Das straff organisierte und geführte kirchliche Staatswesen bietet Sicherheit gegen aussen. Viele Glaubensflüchtlinge haben Vertrauen in diesen Staat. Genf wird neben einem religiösen zu einem bedeutenden wirtschaftlichen und handwerklichen Zentrum. Der Buchdruck führt zu einer weltweiten Verbreitung von Calvins Schriften (Genf hat damals 16'000 Einwohner, davon arbeiten 2‘000 in 60 Druckereien!)
Nach dem Tod Calvins erlahmt der religiöse Eifer der Hugenotten in der Rhonestadt. Genf ist heute wieder weitgehend katholisch. Nachhaltiger hat sich der Calvinismus in Schottland und Nordamerika ausgewirkt, wo nicht weniger als sieben Städte den Namen "Genf" tragen. Weitere calvinistische Gruppierungen finden wir neben den genannten und in der Schweiz in Holland, Ungarn, Kanada, Indonesien und Südafrika.
„Hugenotten“ ist die seit etwa 1560 auch gebräuchliche Bezeichnung für die französischen Protestanten. Ihr Glaube ist stark von der Lehre Calvins beeinflusst. Die Hugenotten werden in Frankreich insbesondere im 16. und 17. Jahrhundert heftig verfolgt. Nach dem Ende der Verfolgung und dem Inkrafttreten der französischen Verfassung 1791 setzt sich auch in Frankreich immer mehr die Bezeichnung Protestanten durch. Die französischen Protestanten stellen im vorwiegend katholischen Frankreich heute immer noch eine kleine, arme, aber glaubensstarke Minderheit dar.
Kirchenräume als Ausdruck des Glaubensverständnisses
Der katholische Kirchenraum ist ein „Gotteshaus“. Entsprechend wird der Raum gestaltet, nur „das Beste“ ist gut genug, um vor dem „Angesicht Gottes“ bestehen zu können und dem Menschen einen Eindruck von der „Herrlichkeit Gottes“ zu vermitteln. Entsprechend prächtig wurden die Kirchenräume, vor allem im Barock und im Rokoko ausgestattet.
Die hier abgebildete katholische Kirche in Kaiserstuhl nimmt sich gegenüber anderen katholischen Kirchen relativ bescheiden aus. Zentrum des Raumes ist der Altar (hier ein Flügelaltar) in der Mitte mit dem Tabernakel. Über den Hauptaltar brennt das Ewige Licht. Seitlich die Seitenaltäre und links zusätzlich eine reich verzierte Kanzel. Das Kreuz wird immer mit dem Corpus Christi dargestellt und erinnert an das Karfreitagsgeschehen.

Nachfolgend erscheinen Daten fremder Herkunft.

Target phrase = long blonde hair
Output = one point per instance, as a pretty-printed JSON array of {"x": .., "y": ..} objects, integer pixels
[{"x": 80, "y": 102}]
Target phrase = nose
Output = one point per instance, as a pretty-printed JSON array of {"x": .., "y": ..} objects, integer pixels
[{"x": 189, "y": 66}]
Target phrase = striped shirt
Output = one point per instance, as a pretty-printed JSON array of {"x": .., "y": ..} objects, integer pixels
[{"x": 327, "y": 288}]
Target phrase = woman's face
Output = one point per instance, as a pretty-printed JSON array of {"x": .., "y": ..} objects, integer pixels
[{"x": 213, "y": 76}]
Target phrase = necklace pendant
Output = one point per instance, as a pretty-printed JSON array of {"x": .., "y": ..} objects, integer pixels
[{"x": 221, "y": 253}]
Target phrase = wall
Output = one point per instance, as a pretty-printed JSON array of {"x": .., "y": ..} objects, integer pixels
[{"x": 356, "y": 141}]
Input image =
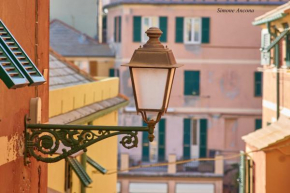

Der reformierte Kirchenraum ist deutlich einfacher gestaltet. Figürliches Beiwerk findet sich nicht. Konzessionen gibt es, wo ursprünglich katholische Kirchen reformiert wurden. Farbige Glasfenster dürfen sein, als Wandschmuck finden sich oft Sprüche aus der Bibel. Wo Wandmalereien erhalten sind, stammen sie meist aus früheren Zeiten. Zentrum des Kirchenraumes sind der Abendmahlstisch und das Taufbecken, Altäre gibt es keine. Der reformierte Kirchenraum kann eine Kanzel haben. Allerdings reicht hier auch ein Rednerpult, denn die Predigt ist der Kern des reformierten Gottesdienstes. Einen wichtigen Platz nimmt die Orgel ein, falls eine vorhanden ist. Wo das Kreuz steht, steht es ohne Corpus Christi und erinnert an das Ostergeschehen.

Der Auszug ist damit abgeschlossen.